Wydawcy są całkowicie przerażeni "zachowane gry wideo będą wykorzystywane w celach rekreacyjnych," dlatego amerykański urząd ds. praw autorskich położył kres poważnym wysiłkom mającym na celu zachowanie gier

Trzyletnia walka o pomoc w ochronie zwierzyny łownej dobiegła dziś smutnego końca. Amerykański urząd ds. praw autorskich odrzucił wniosek o zwolnienie z ustawy DMCA, które umożliwiłoby bibliotekom zdalne udostępnianie cyfrowego dostępu do zachowanych gier wideo.
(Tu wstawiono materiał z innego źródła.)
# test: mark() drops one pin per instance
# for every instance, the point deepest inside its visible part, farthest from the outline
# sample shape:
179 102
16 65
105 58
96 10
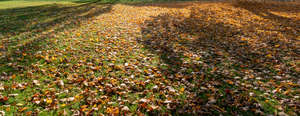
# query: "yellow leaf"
269 55
63 105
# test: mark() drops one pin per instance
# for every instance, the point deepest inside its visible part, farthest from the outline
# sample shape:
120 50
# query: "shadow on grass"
29 30
265 10
209 52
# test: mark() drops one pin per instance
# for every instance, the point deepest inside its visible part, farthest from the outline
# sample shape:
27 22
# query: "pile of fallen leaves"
169 58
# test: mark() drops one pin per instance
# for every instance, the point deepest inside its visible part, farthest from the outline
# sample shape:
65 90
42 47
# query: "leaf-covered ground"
204 58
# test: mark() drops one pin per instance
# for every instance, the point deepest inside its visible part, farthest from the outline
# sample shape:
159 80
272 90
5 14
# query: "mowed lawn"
158 58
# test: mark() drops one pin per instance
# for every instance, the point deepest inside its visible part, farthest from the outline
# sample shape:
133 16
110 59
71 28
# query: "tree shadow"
210 52
29 30
163 3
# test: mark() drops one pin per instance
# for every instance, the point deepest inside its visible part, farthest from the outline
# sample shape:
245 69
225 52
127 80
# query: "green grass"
53 40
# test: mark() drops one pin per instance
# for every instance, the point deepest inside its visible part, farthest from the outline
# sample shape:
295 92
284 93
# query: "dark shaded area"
223 55
28 30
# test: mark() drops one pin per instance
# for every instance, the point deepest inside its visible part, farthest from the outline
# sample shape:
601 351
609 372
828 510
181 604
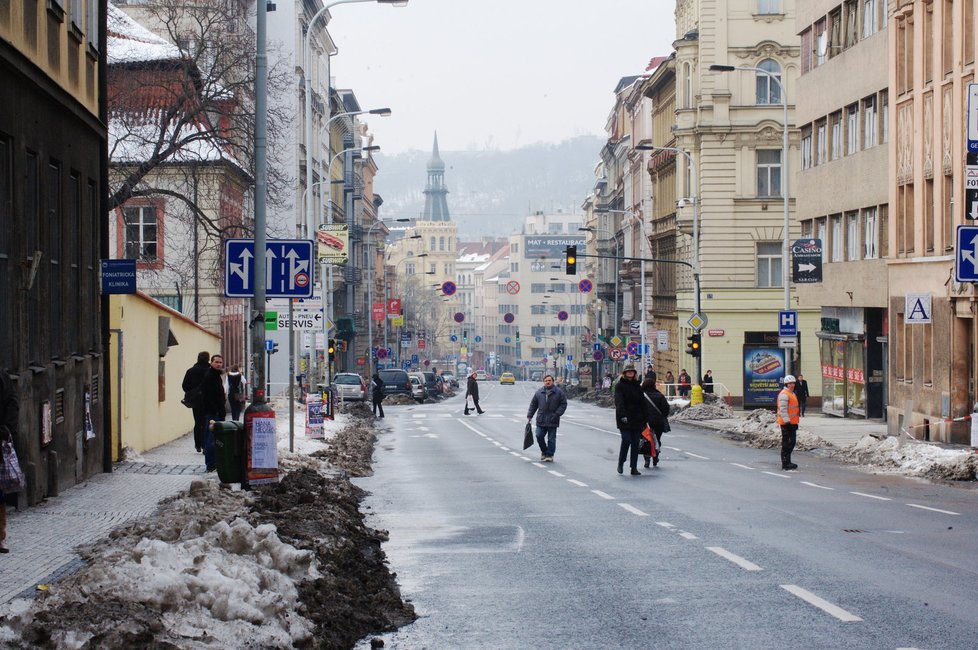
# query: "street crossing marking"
946 512
821 603
633 510
747 565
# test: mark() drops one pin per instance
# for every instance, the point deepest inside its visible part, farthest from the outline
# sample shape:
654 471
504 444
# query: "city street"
717 547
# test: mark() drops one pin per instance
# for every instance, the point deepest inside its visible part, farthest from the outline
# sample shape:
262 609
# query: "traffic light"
571 265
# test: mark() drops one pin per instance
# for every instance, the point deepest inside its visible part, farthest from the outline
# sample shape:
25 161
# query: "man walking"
788 416
191 397
549 403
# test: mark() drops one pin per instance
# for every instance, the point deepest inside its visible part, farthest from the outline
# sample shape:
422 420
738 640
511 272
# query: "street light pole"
785 269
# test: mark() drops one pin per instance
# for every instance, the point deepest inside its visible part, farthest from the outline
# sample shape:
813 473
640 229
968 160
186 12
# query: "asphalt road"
715 548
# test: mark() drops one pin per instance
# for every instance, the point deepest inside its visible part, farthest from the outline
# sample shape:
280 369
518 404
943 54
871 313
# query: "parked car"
350 387
396 381
419 390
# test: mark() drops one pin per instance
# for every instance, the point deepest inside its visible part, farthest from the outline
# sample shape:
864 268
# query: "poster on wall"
763 369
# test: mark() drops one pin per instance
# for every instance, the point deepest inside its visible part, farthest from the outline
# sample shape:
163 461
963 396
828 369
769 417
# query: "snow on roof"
130 42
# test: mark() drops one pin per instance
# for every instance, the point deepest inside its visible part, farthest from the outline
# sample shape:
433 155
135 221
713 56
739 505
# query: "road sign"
288 265
698 321
966 255
806 261
787 323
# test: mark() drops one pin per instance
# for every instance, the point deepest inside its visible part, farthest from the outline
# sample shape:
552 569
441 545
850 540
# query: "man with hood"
549 403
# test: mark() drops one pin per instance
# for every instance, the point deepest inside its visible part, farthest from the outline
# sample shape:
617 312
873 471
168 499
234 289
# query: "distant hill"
491 192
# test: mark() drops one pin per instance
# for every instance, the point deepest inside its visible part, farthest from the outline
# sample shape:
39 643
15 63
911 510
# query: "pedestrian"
708 382
377 394
684 383
788 416
549 403
631 416
213 399
472 390
236 389
801 392
9 416
658 416
191 397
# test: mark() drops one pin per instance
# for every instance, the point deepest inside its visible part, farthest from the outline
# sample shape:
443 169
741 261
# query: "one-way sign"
806 261
288 268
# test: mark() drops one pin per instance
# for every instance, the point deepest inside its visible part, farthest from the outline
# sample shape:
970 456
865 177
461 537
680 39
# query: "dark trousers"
788 434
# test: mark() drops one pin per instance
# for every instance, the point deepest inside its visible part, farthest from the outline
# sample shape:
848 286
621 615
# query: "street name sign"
288 268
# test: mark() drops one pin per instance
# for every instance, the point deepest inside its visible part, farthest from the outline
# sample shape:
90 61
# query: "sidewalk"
41 539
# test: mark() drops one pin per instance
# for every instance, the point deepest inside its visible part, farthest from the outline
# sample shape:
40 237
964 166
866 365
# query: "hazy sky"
493 74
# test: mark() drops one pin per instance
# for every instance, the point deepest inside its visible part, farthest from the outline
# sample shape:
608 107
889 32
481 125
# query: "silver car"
350 387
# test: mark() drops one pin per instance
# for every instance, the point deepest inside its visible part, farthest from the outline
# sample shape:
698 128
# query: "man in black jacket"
191 381
549 403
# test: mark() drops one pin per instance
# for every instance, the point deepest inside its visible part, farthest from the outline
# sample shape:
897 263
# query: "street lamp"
784 183
306 65
696 236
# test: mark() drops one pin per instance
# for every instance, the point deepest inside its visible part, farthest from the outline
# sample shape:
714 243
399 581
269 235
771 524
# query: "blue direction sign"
966 257
787 323
288 268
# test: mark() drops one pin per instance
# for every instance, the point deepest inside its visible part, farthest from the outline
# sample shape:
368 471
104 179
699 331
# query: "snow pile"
912 457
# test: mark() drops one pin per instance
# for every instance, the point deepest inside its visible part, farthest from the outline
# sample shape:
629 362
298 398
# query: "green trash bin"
229 450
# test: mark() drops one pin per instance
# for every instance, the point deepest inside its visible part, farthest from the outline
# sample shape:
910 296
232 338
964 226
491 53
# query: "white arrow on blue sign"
288 268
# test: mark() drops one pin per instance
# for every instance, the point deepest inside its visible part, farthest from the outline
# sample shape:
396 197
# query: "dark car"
396 382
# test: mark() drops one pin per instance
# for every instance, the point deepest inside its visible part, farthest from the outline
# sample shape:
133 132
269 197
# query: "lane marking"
871 496
633 510
821 603
946 512
747 565
820 487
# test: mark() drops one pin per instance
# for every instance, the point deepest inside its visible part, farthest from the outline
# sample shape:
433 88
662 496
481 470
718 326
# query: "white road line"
747 565
820 487
633 510
871 496
946 512
822 604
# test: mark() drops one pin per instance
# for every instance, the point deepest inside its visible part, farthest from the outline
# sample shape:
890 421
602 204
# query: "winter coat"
631 409
549 405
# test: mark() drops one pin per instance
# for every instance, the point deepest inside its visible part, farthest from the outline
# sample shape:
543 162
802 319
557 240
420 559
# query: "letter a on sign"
917 308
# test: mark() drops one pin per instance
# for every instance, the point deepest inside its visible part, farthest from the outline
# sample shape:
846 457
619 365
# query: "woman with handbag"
658 417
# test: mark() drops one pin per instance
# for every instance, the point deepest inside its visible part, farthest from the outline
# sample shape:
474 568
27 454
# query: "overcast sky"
493 74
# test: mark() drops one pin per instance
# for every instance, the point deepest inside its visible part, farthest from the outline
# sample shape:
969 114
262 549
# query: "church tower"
436 194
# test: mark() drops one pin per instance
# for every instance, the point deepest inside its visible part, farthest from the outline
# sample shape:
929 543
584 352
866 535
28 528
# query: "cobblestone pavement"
41 539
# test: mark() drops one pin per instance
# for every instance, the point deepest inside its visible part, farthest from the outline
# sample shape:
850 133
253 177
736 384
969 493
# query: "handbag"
11 475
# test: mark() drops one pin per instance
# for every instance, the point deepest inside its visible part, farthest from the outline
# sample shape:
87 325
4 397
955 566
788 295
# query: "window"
870 233
852 236
869 122
768 90
769 265
768 172
852 129
140 233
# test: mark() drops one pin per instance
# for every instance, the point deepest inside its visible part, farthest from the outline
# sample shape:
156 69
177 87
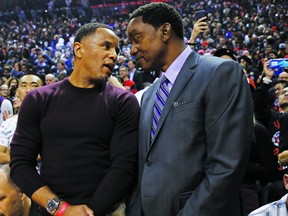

„Przez ostatnie trzy lata Fundacja Historii Gier Wideo wraz z Software Preservation Network (SPN) wspierała petycję mającą na celu umożliwienie bibliotekom i archiwom zdalnie udostępniać cyfrowy dostęp do gier wideo znajdujących się w ich zbiorach, których nakład jest wyczerpany”, wyjaśnia VGHF w swoim oświadczenie. „Zgodnie z obecnymi przepisami zapobiegającymi obejściu, określonymi w sekcji 1201 ustawy DMCA, biblioteki i archiwa nie mogą łamać zabezpieczeń gier przed kopiowaniem, aby udostępnić je badaczom na odległość”.